Have you ever wondered about those self-proclaimed financial gurus that appear on cable news channels to spout their Theory of the Day, or general complaint about Obama?

I haven't, because I figure that any guy with a client base and a public relations contact can worm their way into a booker's heart, just like Todd Schoenberger did. Schoenberger is a frequent commentator on CNBC, Fox Business, and more. And of course, he's conservative.

Mr. Schoenberger has now been sanctioned by the SEC for ripping off his clients so he could use their money to buy himself some nice things.

What he did isn't all that unusual in the financial services industry. He invented a limited partnership investment called LandColt and put some land he owned in it. Then he used the land to sell clients on investments in the partnership based on non-existent commitments to develop an onshore investment fund.

But as the SEC notes, the only commitments came from duped clients who tossed $130,000 into the kitty for Mr. Schoenberger's personal use.

Schoenberger’s claims were false. There were never firm commitments by an investment bank or any accredited investors to invest in the Onshore Fund. Moreover, Schoenberger diverted more than half of investor funds he received—at least $67,000—for his own personal use, including for use as a down payment on the construction of a new home and to pay living expenses. The Onshore Fund never launched and no investor received the returns promised by Schoenberger.

It was intended to be a pyramid scheme. Had more investors kicked in, Schoenberger would have paid some return back to the original investors and kept more for himself. Here's a recent California case that runs along the same lines, again featuring so-called financial pundits.
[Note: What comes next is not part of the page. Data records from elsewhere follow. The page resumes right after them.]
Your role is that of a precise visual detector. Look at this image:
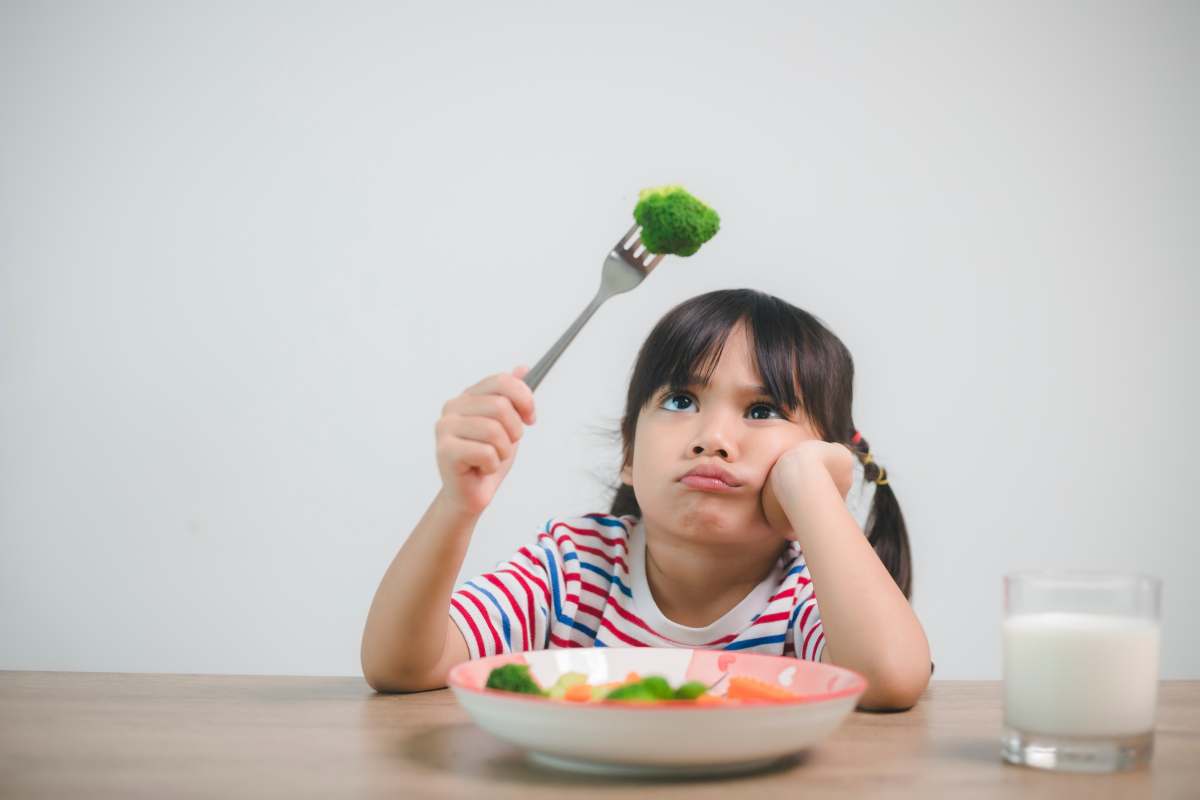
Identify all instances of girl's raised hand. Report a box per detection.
[433,366,536,516]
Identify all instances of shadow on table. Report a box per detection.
[397,722,809,787]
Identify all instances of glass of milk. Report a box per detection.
[1003,572,1162,772]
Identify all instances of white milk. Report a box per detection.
[1004,612,1159,736]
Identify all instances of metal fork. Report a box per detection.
[522,223,664,390]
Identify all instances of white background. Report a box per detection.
[0,2,1200,678]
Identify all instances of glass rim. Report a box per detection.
[1004,569,1163,587]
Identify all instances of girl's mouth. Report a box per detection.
[679,475,738,492]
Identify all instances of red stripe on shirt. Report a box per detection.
[550,633,587,648]
[450,597,487,657]
[500,570,537,650]
[600,619,650,648]
[550,522,629,553]
[510,556,550,607]
[750,612,792,627]
[800,620,821,661]
[462,590,504,654]
[575,545,629,572]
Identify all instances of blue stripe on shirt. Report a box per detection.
[467,581,512,652]
[538,543,596,640]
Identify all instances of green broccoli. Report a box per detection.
[485,664,546,697]
[634,186,721,255]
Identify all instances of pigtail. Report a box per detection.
[850,431,912,600]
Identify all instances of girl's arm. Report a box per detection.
[763,440,930,710]
[361,492,479,692]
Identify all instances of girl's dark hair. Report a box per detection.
[610,289,912,599]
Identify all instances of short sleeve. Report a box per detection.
[450,534,557,660]
[791,578,824,661]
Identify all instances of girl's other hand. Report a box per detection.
[433,366,536,516]
[762,439,856,539]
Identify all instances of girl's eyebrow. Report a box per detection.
[684,375,770,397]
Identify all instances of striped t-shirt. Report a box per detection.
[450,459,875,661]
[450,513,824,661]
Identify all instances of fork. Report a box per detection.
[522,223,664,390]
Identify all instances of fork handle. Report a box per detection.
[522,287,612,390]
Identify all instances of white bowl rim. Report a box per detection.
[446,648,869,711]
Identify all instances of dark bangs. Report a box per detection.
[622,289,854,464]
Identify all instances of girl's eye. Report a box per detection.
[662,392,782,420]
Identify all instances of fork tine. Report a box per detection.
[613,222,641,252]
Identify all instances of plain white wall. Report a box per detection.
[0,2,1200,678]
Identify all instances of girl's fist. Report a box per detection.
[433,366,536,516]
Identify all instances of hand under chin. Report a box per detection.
[760,481,796,539]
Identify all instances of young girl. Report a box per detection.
[362,289,931,709]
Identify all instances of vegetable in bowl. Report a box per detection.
[485,663,800,703]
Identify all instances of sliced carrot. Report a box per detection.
[725,675,799,700]
[563,684,592,703]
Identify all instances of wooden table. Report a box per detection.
[0,672,1200,800]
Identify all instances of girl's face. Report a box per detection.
[620,324,820,543]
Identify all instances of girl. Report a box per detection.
[362,289,931,709]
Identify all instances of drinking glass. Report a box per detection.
[1003,571,1162,772]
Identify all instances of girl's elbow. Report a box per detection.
[858,667,929,711]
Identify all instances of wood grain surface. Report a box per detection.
[0,672,1200,800]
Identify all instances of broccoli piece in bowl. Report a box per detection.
[484,664,546,697]
[634,186,721,255]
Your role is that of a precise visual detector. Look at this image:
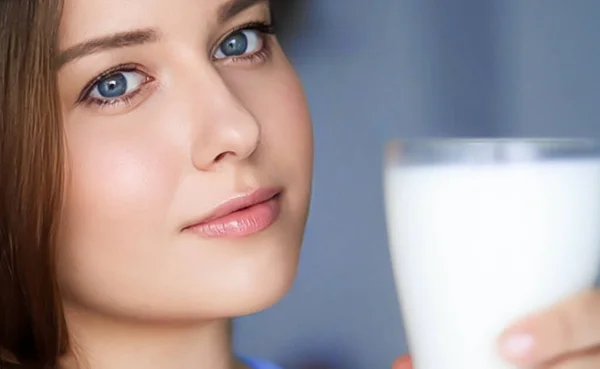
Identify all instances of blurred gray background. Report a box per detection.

The SEC complaint notes that Schoenberger traded on his Fox Business appearances to build credibility for himself in order to garner investor confidence in the scheme, so that he could target people who may have thought they were being savvy by investing in his scheme, but could ill afford to lose so much money.

Two of his "investors" were textile mill employees, age 58 and age 38. One was a 75-year old retired farmer, and the fourth doesn't have any details mentioned. These are people who wouldn't really have the savvy for proper due diligence, but might be impressed by his appearances on Fox Business as someone who was legit. In fact, he was anything but.

Schoenberger has been ordered by the SEC to disgorge the remaining funds in the so-called investment, been barred from the financial industry and to pay interest to the extent he is able.

It also appears that if the SEC is able to recover any addition funds from Schoenberger, they will apply them to make Investor C whole first.

The sanctions don't go far enough, because it is possible for Schoenberger to re-enter the financial services industry on petition to the SEC at some point in the future. He should be barred for life. In an even more cruel twist of fate, it appears that Schoenberger is also in bankruptcy proceedings, which means he could walk out of this without having to work the rest of his life to repay those funds to the investors, unlike students who default on student loans, or those who owe the IRS back taxes.

Here's the moral of the story, though, and what people should take away from it. First, don't believe someone just because someone put them on TV. Second, when you're promised a 20 percent rate of return in an environment where it's a stretch to hit 8 percent, it really is too good to be true, and should be regarded as such.